In this study, the activation of mTOR signaling by M2BPGi/galectin-3 was reported; however, the fundamental mechanism by which galectin-3 activates mTOR was not evaluated. In another study, galectin-3 was reported to activate MAPK signaling, which plays a key role in the progression of cancers, including HCC.32,33 Conversely, MAPK signaling has been reported to be upstream of mTOR in lung cancer cells.34 Taken together, these reports suggest that M2BPGi-induced galectin-3 enhances mTOR signaling through MAPK signaling. Although mTOR inhibitors have been developed and used in clinical trials for HCC treatment in the past decade, the tumour-suppressive effects of these agents in patients with HCC remain controversial.35,36 One randomised, multicenter, multinational Phase 2 trial reported that the addition of an mTOR inhibitor to sorafenib did not improve the clinical efficacy compared with sorafenib alone in patients with advanced HCC.36 Moreover, several researchers reported activated mTOR signaling in HCC,37,38,39 and clinical studies identified mTOR activation as a potential indicator of a poor prognosis in patients with HCC.40 In our study, we demonstrated that M2BPGi could enhance the aggressiveness of HCC by activating mTOR signaling in the presence of galectin-3. Our data suggest that the tumour expression of galectin-3 may be a predictive factor of treatment outcomes, and could be used to select patients who would benefit from mTOR inhibitor therapy. Our data further suggest that M2BPGi may regulate the magnitude of mTOR activation in HCC; in other words, the serum level of M2BPGi may reflect the level of mTOR activation in HCC cells. Potentially, M2BPGi may be a useful non-invasive marker for the identification of patients with HCC with mTOR activation. In the future, a therapeutic strategy based on mTOR inhibitors might be useful for the treatment of mTOR-activated HCC associated with a high level of M2BPGi.

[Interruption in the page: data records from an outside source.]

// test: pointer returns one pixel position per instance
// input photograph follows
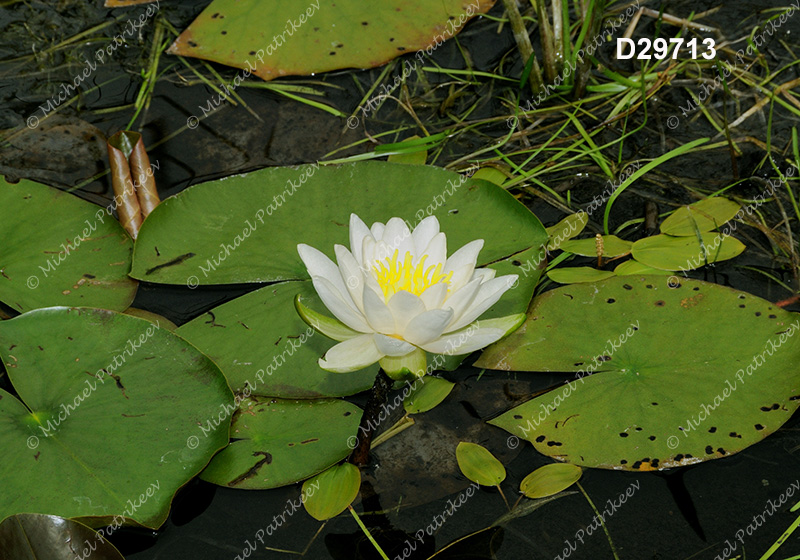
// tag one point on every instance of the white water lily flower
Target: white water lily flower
(397, 295)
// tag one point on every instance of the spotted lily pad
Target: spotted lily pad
(304, 37)
(674, 381)
(60, 250)
(106, 426)
(278, 442)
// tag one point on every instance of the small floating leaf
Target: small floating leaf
(430, 392)
(479, 465)
(549, 480)
(578, 274)
(703, 216)
(685, 253)
(329, 493)
(613, 246)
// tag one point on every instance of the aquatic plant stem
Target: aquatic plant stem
(602, 523)
(370, 419)
(366, 531)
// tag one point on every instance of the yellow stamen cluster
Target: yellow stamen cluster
(393, 275)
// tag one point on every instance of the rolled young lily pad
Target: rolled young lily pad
(28, 536)
(107, 421)
(60, 250)
(278, 442)
(304, 37)
(673, 380)
(479, 465)
(550, 480)
(666, 252)
(612, 245)
(702, 216)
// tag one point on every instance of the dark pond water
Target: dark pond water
(687, 513)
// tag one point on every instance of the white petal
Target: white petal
(341, 308)
(465, 341)
(460, 300)
(390, 346)
(377, 230)
(427, 326)
(351, 355)
(358, 231)
(467, 255)
(351, 274)
(378, 315)
(485, 274)
(404, 307)
(397, 236)
(318, 264)
(434, 296)
(436, 251)
(424, 232)
(488, 294)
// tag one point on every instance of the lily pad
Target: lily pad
(634, 267)
(246, 228)
(106, 424)
(702, 216)
(613, 246)
(329, 493)
(60, 250)
(550, 480)
(29, 536)
(305, 37)
(260, 342)
(674, 381)
(578, 274)
(666, 252)
(479, 465)
(278, 442)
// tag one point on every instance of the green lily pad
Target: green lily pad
(329, 493)
(566, 229)
(60, 250)
(613, 246)
(479, 465)
(29, 536)
(634, 267)
(702, 216)
(550, 480)
(578, 274)
(260, 342)
(666, 252)
(429, 394)
(305, 37)
(109, 407)
(674, 381)
(278, 442)
(246, 228)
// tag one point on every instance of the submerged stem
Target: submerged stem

In conclusion, M2BPGi is produced by stromal cells in the cirrhotic liver, where it enhances the progression of HCC by activating mTOR signaling in the presence of galectin-3. M2BPGi may serve as a link between HCC and stromal cells, and may thus explain the fundamental mechanism underlying HCC progression. Accordingly, M2BPGi may be a promising therapeutic target in patients with liver cirrhosis who develop HCC.